Just as a technicality, I believe the preceding / that is included in your rules is stripped by Apache when comparing, so it might be wise to remove those from your rules, because they will never technically match, but if it works...

Hope this helps.

Justin

AlexK

10:16 am on May 16, 2005 (gmt 0)

WebmasterWorld Senior Member 10+ Year Member Top Contributors Of The Month



jd01:
you need to append your rule with a blank query string

Yes! Thanks very much, that works.

My fear, of course, was that Apache would leave the `?' in place, giving yet another dupe page, but no - the 301 comes up without the question-mark. Excellent, and thanks again.
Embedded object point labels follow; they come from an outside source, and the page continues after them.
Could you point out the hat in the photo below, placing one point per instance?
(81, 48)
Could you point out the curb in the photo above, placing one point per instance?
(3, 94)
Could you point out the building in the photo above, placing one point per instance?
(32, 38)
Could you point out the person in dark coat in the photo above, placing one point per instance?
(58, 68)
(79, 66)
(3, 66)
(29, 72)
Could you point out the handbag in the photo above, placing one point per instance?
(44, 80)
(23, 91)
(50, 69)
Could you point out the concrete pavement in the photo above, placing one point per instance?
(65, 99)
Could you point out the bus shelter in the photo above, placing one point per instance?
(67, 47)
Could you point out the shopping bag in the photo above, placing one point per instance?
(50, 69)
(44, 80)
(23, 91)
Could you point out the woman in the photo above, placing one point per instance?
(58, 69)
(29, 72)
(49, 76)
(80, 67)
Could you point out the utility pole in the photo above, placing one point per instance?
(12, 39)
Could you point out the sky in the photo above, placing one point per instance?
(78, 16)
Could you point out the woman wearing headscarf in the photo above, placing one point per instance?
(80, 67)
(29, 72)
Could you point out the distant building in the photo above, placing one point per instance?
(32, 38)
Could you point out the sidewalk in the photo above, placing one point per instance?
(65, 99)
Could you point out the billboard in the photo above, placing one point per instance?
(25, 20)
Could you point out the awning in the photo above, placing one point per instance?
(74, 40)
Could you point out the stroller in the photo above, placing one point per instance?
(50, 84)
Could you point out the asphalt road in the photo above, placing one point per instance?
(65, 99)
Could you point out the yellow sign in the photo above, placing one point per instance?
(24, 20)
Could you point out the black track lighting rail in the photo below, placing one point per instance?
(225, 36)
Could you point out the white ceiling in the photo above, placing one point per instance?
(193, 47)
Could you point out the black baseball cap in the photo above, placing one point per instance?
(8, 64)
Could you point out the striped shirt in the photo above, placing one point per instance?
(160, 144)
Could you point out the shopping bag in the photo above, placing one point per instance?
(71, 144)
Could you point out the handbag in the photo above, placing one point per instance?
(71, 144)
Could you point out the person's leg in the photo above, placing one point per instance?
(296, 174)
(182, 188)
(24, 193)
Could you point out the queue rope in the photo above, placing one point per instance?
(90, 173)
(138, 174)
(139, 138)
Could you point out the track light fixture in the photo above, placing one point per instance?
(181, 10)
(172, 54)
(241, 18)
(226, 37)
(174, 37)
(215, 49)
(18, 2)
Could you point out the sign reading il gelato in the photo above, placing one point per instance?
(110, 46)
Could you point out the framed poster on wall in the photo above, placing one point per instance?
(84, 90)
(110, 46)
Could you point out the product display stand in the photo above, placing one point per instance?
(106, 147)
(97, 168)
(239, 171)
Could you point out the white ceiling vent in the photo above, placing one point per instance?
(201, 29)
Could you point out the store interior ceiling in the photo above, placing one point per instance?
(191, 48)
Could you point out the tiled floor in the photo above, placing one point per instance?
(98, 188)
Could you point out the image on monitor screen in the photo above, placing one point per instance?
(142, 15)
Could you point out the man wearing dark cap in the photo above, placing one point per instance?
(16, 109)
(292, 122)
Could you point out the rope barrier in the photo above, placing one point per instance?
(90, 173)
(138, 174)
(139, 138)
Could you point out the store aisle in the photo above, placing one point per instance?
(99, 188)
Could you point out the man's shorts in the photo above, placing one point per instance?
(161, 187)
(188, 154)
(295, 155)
I believe the preceding / that is included in your rules is stripped by Apache when comparing
I got into the habit through reading the original rewrite guide [httpd.apache.org] by Ralf S. Engelschall - it is in all the RewriteRule rules, so I do not think so.

I don't suppose that you can think of a neater way of acheiving this? It is an academic question, because all the rules do now work.

jdMorgan

3:30 pm on May 16, 2005 (gmt 0)

WebmasterWorld Senior Member 10+ Year Member



> I don't suppose that you can think of a neater way of acheiving this?

You can reduce this kind of rewrite to two rules. I worked this out for a client who apparently had other server config issues and ended up stiffing me for the effort, so you can have it:


# Case 1: More parameters follow nocompress=1
# Here we rewrite the query (foo=bar&)nocompress=1&(quux=naz) to foo=bar&quux=naz.
# The ampersand following the preceding parameters, if they are present, is retained.
#
RewriteCond %{QUERY_STRING} ^(.+&)?nocompress=1&(.+)?$ [NC]
RewriteRule (.*) http://%{HTTP_HOST}/$1?%1%2 [R=301,L]
#
# Case 2: No more parameters follow nocompress=1
# Here we rewrite the query (foo=bar)&nocompress=1 to foo=bar.
# The ampersand following the preceding parameters, if they are present, is discarded.
#
RewriteCond %{QUERY_STRING} ^((.+)&)?nocompress=1$ [NC]
RewriteRule (.*) http://%{HTTP_HOST}/$1?%2 [R=301,L]

Jim

AlexK

4:59 am on May 17, 2005 (gmt 0)

WebmasterWorld Senior Member 10+ Year Member Top Contributors Of The Month



jdMorgan:
You can reduce this kind of rewrite to two rules.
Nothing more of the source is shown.